Marin was wearing a purple ringer T-shirt and a sparkly yellow tutu over jeans. She positioned herself in front of a perky, ponytailed dancer with her legs apart, arms up, and hips gyrating round and round. Her tongue was out, and her chin was slick with spit, both signs that she was concentrating really hard on learning the choreography to “2-Getha 4-Eva,” the closing number from
Grease 3: The Return to Rydell.
My niece had forced me to watch this DVD more times than anyone with memories of the original should be reasonably required to endure.

This was our little secret, you see. If Bethany had any idea that we had spent so many weekday afternoons in front of that DVD, I doubt that I would have vaulted past all the others on the list of potential legal guardians.
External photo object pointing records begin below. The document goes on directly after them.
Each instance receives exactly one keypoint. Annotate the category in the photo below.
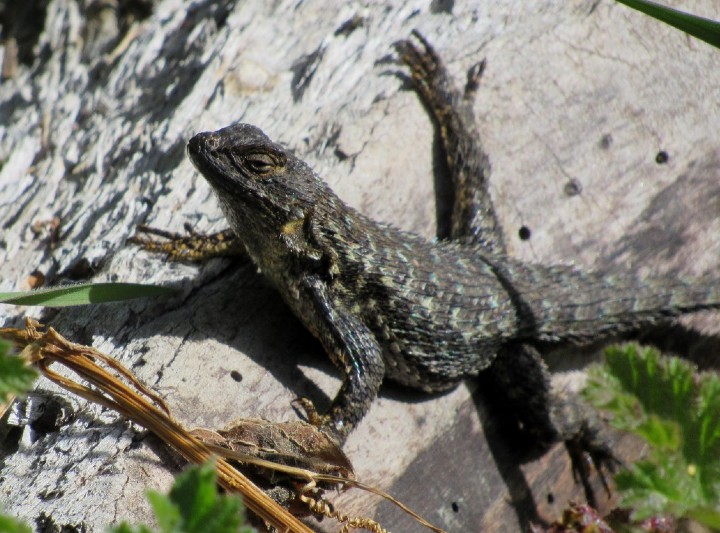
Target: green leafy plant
(194, 506)
(84, 294)
(11, 525)
(704, 29)
(675, 410)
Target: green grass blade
(84, 294)
(704, 29)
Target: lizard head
(260, 185)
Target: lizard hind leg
(549, 415)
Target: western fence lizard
(388, 304)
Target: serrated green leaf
(167, 512)
(15, 376)
(676, 412)
(664, 435)
(707, 516)
(84, 294)
(203, 510)
(9, 524)
(704, 29)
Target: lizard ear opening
(263, 163)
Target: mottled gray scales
(389, 304)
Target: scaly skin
(386, 303)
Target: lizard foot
(309, 411)
(193, 247)
(324, 422)
(430, 75)
(588, 451)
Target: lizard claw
(585, 449)
(310, 413)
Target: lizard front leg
(353, 349)
(473, 216)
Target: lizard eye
(262, 163)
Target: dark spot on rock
(606, 141)
(442, 6)
(662, 157)
(573, 187)
(350, 25)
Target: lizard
(388, 304)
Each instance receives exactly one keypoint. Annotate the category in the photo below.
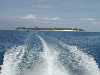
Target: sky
(83, 14)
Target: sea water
(49, 53)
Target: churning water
(48, 57)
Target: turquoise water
(63, 43)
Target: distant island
(49, 29)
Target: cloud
(87, 19)
(29, 16)
(34, 17)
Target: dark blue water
(89, 41)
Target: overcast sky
(50, 13)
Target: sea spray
(79, 62)
(12, 58)
(48, 58)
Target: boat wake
(41, 57)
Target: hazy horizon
(82, 14)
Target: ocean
(49, 53)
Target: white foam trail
(50, 59)
(74, 61)
(11, 59)
(81, 61)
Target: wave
(39, 56)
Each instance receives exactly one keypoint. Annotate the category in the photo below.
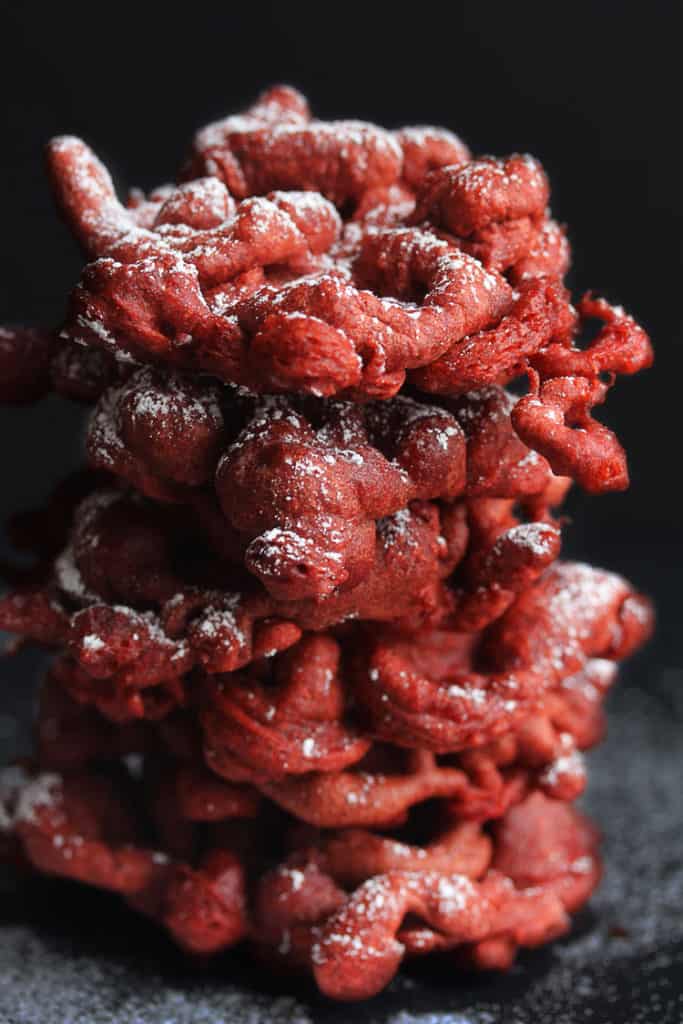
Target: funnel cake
(321, 682)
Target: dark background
(594, 90)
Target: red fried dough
(131, 662)
(80, 827)
(571, 613)
(355, 943)
(292, 728)
(302, 485)
(540, 314)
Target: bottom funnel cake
(341, 853)
(348, 905)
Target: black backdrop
(592, 88)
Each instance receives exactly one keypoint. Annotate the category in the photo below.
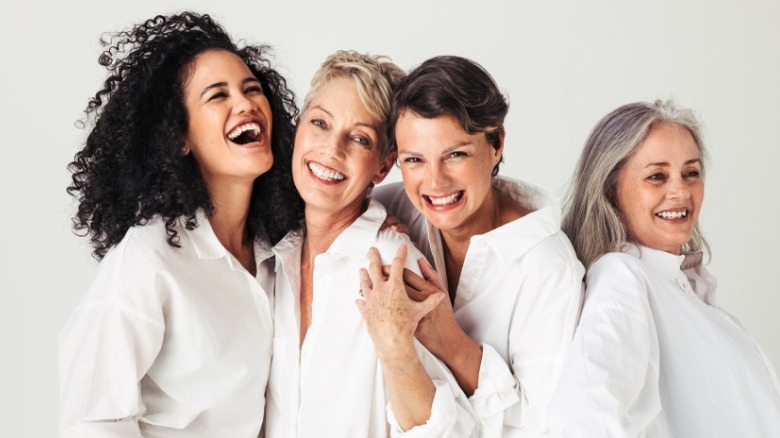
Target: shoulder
(390, 194)
(617, 280)
(387, 243)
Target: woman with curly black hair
(182, 189)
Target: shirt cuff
(444, 413)
(497, 388)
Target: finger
(429, 273)
(374, 266)
(397, 268)
(431, 302)
(415, 294)
(415, 281)
(386, 270)
(362, 308)
(365, 283)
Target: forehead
(339, 96)
(442, 131)
(666, 143)
(216, 65)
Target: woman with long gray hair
(653, 355)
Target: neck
(229, 222)
(322, 228)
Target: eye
(217, 95)
(254, 89)
(692, 174)
(363, 141)
(657, 177)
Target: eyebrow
(224, 84)
(444, 152)
(666, 164)
(367, 125)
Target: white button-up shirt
(333, 384)
(169, 342)
(655, 357)
(519, 296)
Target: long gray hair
(591, 218)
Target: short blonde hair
(375, 77)
(591, 218)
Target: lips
(246, 132)
(325, 173)
(672, 215)
(441, 201)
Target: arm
(440, 332)
(391, 318)
(104, 350)
(609, 382)
(542, 292)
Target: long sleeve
(609, 382)
(451, 411)
(512, 399)
(106, 347)
(104, 352)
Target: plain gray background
(563, 66)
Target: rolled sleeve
(451, 412)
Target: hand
(391, 316)
(437, 329)
(440, 332)
(394, 224)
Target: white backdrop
(562, 64)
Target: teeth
(240, 129)
(672, 215)
(326, 174)
(445, 200)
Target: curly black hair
(132, 169)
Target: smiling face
(338, 148)
(447, 172)
(660, 189)
(229, 131)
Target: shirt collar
(354, 241)
(207, 246)
(360, 235)
(512, 240)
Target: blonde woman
(335, 373)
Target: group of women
(252, 282)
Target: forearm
(463, 357)
(409, 388)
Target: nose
(334, 144)
(678, 189)
(243, 104)
(438, 178)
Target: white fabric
(655, 357)
(333, 385)
(519, 296)
(168, 342)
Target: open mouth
(672, 214)
(245, 133)
(325, 173)
(444, 200)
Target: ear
(387, 165)
(499, 151)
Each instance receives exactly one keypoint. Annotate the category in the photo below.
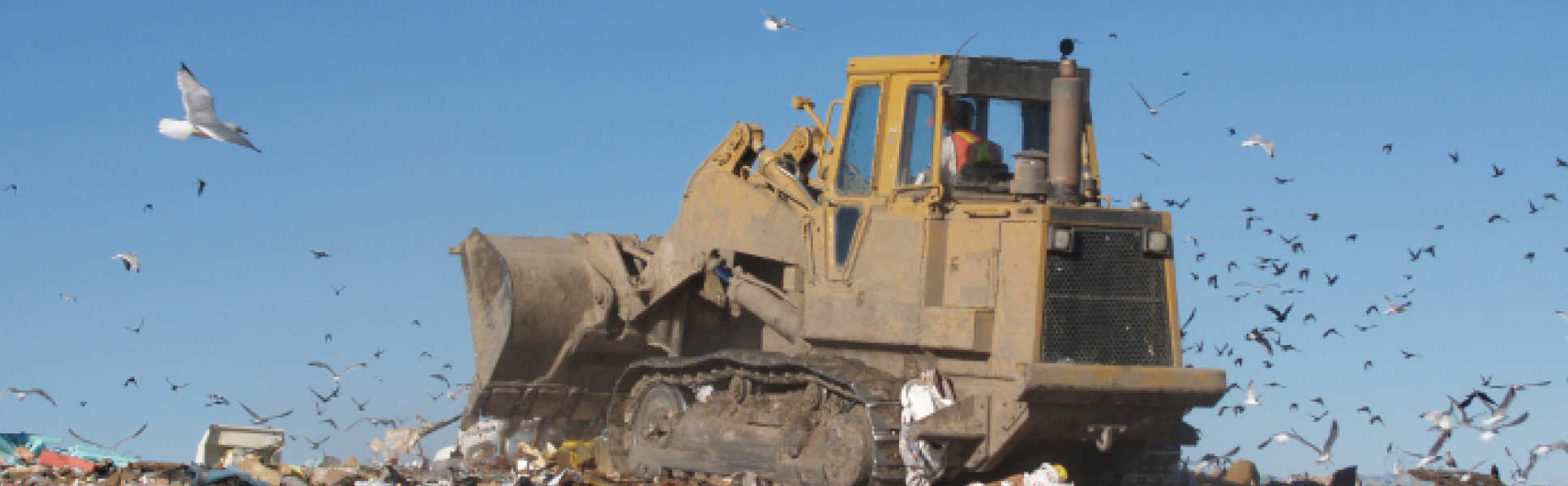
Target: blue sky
(392, 129)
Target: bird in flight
(131, 259)
(258, 419)
(1258, 142)
(1393, 306)
(201, 118)
(775, 24)
(1322, 454)
(1280, 316)
(1252, 395)
(336, 375)
(1155, 109)
(23, 394)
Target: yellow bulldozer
(808, 291)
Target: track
(792, 419)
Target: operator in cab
(963, 146)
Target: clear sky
(392, 129)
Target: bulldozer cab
(899, 118)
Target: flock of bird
(203, 122)
(1477, 411)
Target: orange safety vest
(965, 142)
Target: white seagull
(773, 24)
(1252, 394)
(1489, 432)
(201, 118)
(1393, 306)
(1322, 454)
(1432, 454)
(1155, 109)
(23, 394)
(258, 419)
(131, 259)
(1258, 142)
(336, 375)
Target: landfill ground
(567, 471)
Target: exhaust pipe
(1067, 134)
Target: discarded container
(57, 460)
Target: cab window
(859, 142)
(919, 132)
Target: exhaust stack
(1067, 134)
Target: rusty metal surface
(1079, 383)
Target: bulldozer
(803, 291)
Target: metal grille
(1106, 301)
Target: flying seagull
(1322, 454)
(1394, 308)
(328, 397)
(131, 259)
(336, 375)
(1258, 142)
(1252, 395)
(1153, 109)
(775, 24)
(23, 394)
(1489, 432)
(258, 419)
(201, 118)
(1432, 454)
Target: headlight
(1158, 242)
(1060, 239)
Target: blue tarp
(33, 442)
(97, 454)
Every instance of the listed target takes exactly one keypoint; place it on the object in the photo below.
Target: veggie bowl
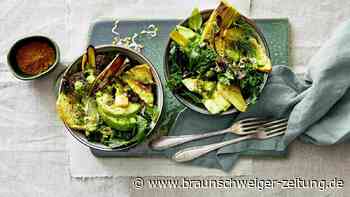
(110, 98)
(217, 61)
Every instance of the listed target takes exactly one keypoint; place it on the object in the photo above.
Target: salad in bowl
(217, 61)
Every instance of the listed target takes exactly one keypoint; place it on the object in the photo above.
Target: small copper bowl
(205, 15)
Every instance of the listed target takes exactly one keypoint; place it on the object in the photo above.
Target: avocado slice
(216, 104)
(92, 117)
(114, 110)
(199, 86)
(262, 60)
(70, 111)
(122, 123)
(143, 91)
(233, 95)
(141, 73)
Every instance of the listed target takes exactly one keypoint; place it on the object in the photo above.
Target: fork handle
(165, 142)
(191, 153)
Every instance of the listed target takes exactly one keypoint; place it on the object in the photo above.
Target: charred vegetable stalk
(114, 107)
(218, 63)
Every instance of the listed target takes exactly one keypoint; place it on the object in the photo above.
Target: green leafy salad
(110, 99)
(218, 63)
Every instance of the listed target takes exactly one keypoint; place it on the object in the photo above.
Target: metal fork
(242, 127)
(191, 153)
When Marin is in my care, I am supposed to follow The Fun Chart™, a calendar created by a team of leading child psychologists that structures each day around “activities that aid in the acquisition of specific developmental milestones.” The Fun Chart™ has met MILF approval, proving that the reviled Park Slope Mommies have not cornered the market on “multidisciplinary explorative colloquia.”

Watching
Grease 3
might be acceptable once, maybe twice a month, and only if it was a day officially designated by The Fun Chart™ toward the cultivation of Marin’s Auditory, Creative Expression, and Language skills. By allowing her to watch
Grease 3
once, maybe twice, or even three times a
week
if we’re both tired and cranky enough, I’m defying The Fun Chart™ mandate to engage in Fine Motor, Visual Perception, and Cortical play, which means she’ll never get into one of the “better Ivies” and her life is ruined.
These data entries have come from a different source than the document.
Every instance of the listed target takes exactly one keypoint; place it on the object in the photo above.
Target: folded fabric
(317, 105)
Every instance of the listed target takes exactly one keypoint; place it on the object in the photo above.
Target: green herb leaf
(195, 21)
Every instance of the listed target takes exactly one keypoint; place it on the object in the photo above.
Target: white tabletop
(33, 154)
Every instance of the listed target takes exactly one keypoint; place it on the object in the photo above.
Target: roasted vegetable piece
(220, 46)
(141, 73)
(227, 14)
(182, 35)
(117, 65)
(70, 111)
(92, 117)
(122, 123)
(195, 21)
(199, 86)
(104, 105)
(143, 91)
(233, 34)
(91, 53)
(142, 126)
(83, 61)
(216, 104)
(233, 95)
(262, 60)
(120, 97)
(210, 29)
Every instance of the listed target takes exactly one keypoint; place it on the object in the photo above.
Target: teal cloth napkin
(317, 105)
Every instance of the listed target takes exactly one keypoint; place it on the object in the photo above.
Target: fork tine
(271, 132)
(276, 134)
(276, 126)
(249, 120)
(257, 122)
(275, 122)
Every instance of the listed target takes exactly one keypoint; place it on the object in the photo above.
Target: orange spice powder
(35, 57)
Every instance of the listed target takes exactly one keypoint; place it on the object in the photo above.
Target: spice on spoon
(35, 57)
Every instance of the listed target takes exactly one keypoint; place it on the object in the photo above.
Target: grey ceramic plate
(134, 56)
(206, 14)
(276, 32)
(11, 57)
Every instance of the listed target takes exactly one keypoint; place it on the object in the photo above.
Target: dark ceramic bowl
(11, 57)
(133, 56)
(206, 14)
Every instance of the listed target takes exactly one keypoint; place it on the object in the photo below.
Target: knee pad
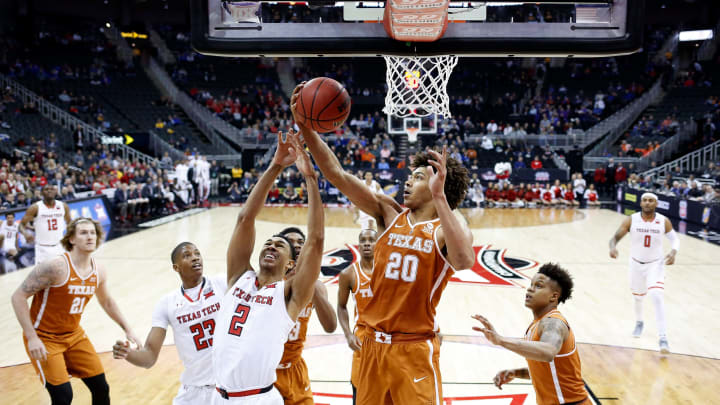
(60, 394)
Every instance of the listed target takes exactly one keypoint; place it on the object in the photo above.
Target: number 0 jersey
(409, 276)
(252, 328)
(58, 309)
(646, 237)
(192, 314)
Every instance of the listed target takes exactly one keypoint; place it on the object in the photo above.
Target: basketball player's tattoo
(554, 332)
(44, 275)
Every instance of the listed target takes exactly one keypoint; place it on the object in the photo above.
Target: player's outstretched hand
(488, 330)
(303, 162)
(130, 335)
(285, 155)
(293, 102)
(121, 349)
(436, 178)
(37, 349)
(503, 377)
(353, 342)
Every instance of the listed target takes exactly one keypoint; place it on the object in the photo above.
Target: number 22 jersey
(192, 313)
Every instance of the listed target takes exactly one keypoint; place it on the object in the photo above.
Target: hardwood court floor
(600, 312)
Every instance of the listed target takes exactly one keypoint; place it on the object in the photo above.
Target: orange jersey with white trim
(296, 337)
(409, 276)
(560, 380)
(362, 293)
(58, 309)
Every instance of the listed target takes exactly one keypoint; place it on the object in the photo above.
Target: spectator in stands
(536, 164)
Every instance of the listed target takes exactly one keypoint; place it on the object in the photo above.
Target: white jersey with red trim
(252, 328)
(646, 237)
(9, 233)
(49, 223)
(191, 314)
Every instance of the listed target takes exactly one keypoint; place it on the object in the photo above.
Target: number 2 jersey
(191, 314)
(409, 276)
(57, 310)
(252, 328)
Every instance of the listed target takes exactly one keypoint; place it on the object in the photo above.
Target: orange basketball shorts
(69, 354)
(293, 382)
(399, 372)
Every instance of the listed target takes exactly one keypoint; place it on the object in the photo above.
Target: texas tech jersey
(49, 223)
(251, 330)
(192, 313)
(646, 237)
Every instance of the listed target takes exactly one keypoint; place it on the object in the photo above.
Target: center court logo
(492, 266)
(507, 399)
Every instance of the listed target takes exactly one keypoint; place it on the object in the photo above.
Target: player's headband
(651, 195)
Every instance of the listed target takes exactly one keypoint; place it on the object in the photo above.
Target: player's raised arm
(147, 355)
(345, 286)
(323, 308)
(352, 187)
(242, 241)
(301, 287)
(553, 333)
(455, 234)
(619, 234)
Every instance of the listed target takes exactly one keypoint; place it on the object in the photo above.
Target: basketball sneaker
(638, 329)
(664, 347)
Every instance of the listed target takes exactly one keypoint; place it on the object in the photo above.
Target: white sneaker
(664, 347)
(638, 329)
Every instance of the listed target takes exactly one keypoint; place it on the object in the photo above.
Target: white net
(417, 86)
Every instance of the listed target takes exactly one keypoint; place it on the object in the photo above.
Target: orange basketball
(323, 105)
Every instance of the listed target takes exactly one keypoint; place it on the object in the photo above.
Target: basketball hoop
(412, 134)
(417, 86)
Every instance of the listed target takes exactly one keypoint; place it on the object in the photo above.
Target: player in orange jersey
(61, 288)
(355, 280)
(549, 344)
(418, 250)
(293, 380)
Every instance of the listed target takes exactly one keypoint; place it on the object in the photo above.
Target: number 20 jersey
(252, 328)
(409, 276)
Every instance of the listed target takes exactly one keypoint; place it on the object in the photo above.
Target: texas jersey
(362, 292)
(49, 223)
(251, 330)
(9, 233)
(560, 380)
(58, 309)
(191, 314)
(409, 278)
(646, 237)
(296, 337)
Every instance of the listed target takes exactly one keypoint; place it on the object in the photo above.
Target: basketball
(323, 105)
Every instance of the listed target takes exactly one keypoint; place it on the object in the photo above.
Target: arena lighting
(696, 35)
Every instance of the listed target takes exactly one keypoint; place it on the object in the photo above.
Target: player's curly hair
(72, 226)
(561, 276)
(457, 180)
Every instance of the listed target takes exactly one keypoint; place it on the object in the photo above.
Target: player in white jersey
(190, 311)
(366, 220)
(261, 308)
(355, 281)
(50, 218)
(647, 259)
(9, 243)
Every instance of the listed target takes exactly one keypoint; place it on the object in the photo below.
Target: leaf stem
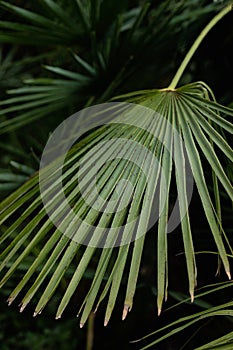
(196, 44)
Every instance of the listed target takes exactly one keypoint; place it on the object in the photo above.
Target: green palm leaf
(189, 110)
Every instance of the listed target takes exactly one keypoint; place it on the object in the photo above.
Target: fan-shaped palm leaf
(195, 120)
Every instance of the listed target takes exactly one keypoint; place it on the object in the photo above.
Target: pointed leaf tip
(10, 301)
(22, 307)
(125, 312)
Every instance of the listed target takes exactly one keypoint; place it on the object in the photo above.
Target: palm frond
(146, 123)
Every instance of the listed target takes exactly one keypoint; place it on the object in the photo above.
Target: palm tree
(170, 134)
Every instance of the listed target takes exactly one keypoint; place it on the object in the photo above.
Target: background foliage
(57, 57)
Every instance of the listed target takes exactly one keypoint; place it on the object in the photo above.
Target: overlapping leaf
(195, 120)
Obviously, all that stuff is B.S. Back in the day, my mom’s idea of educational play was devising the rehearsal dinner menu for Barbie and Ken’s wedding. And I turned out okay, despite an utter lack of Proprio-ceptive stimuli. Likewise, I doubt that there was much emphasis on your Tactile/Kinesthetic skill set when you were in juvenile detention. And just look at you now, a Princeton Tiger.

As a babysitter, I can get away with breaking all the rules because, as any amateur Freudian knows, it’s Bethany and Grant who can do the most damage to Marin’s fragile psyche and future earning potential. I can’t imagine a more high-pressure job—especially in this city.
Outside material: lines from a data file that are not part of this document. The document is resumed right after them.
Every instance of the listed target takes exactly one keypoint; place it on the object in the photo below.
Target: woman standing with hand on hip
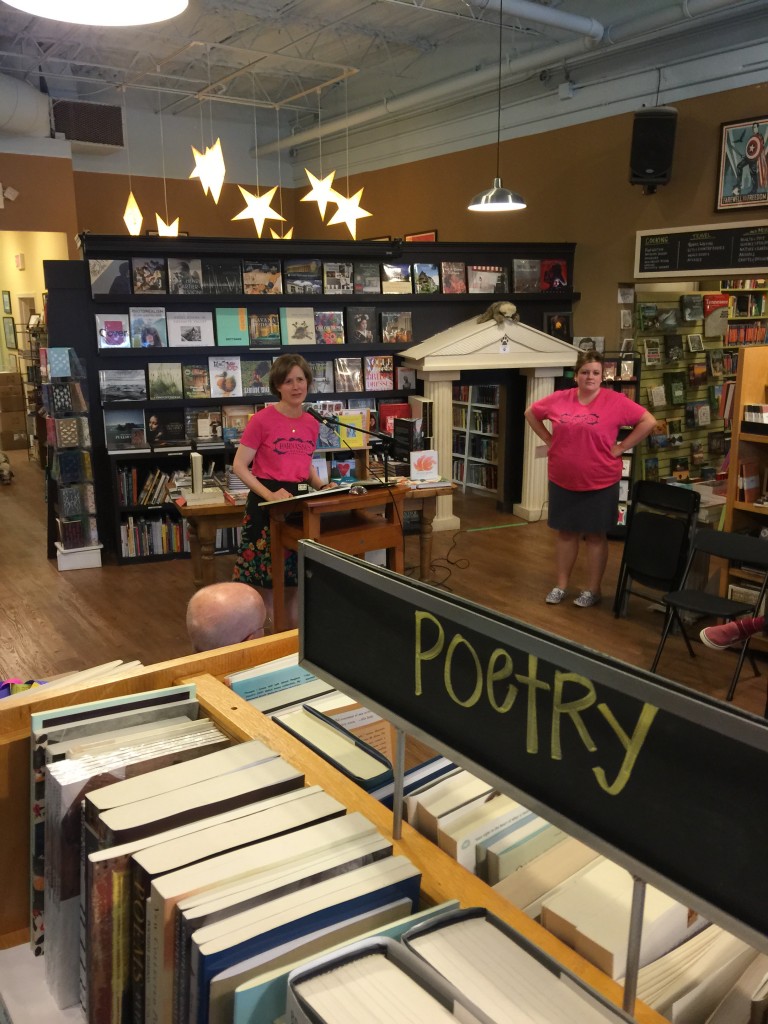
(584, 464)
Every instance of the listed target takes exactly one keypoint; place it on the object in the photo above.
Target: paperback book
(150, 274)
(184, 276)
(147, 327)
(225, 376)
(262, 276)
(189, 329)
(263, 329)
Case in point: Marin fell off the monkey bars a few weeks ago. She landed in a bloody tangle of arms and legs. She howled for a few minutes but calmed down with the promise of ice cream and
Grease 3.
No broken bones, but her knee took the hardest hit, making it difficult for her to walk. I did what any sane caregiver would: I scooped her up and carried her back to Bethany’s place. I was about halfway there, waiting patiently for the Walk light, when a smug thirtysomething wearing a heart-rate monitor and three-hundred-dollar running shoes looked right at Marin and said,
“You
should be walking.” He dashed to the other side before the comment registered.

It was a dick thing to say, because it was none of his goddamn business. What made it worse was his cowardliness. Oh, it takes a big man to admonish a four-year-old still sniveling over her bloody boo-boo instead of the adult who happens to be holding her. But I let it go because this guy was obviously a fitness Nazi who had made it his moral imperative to end childhood obesity by berating one injured, immobile preschooler at a time. By the time Bethany got home, I was ready to joke about it. But she didn’t think it was at all funny.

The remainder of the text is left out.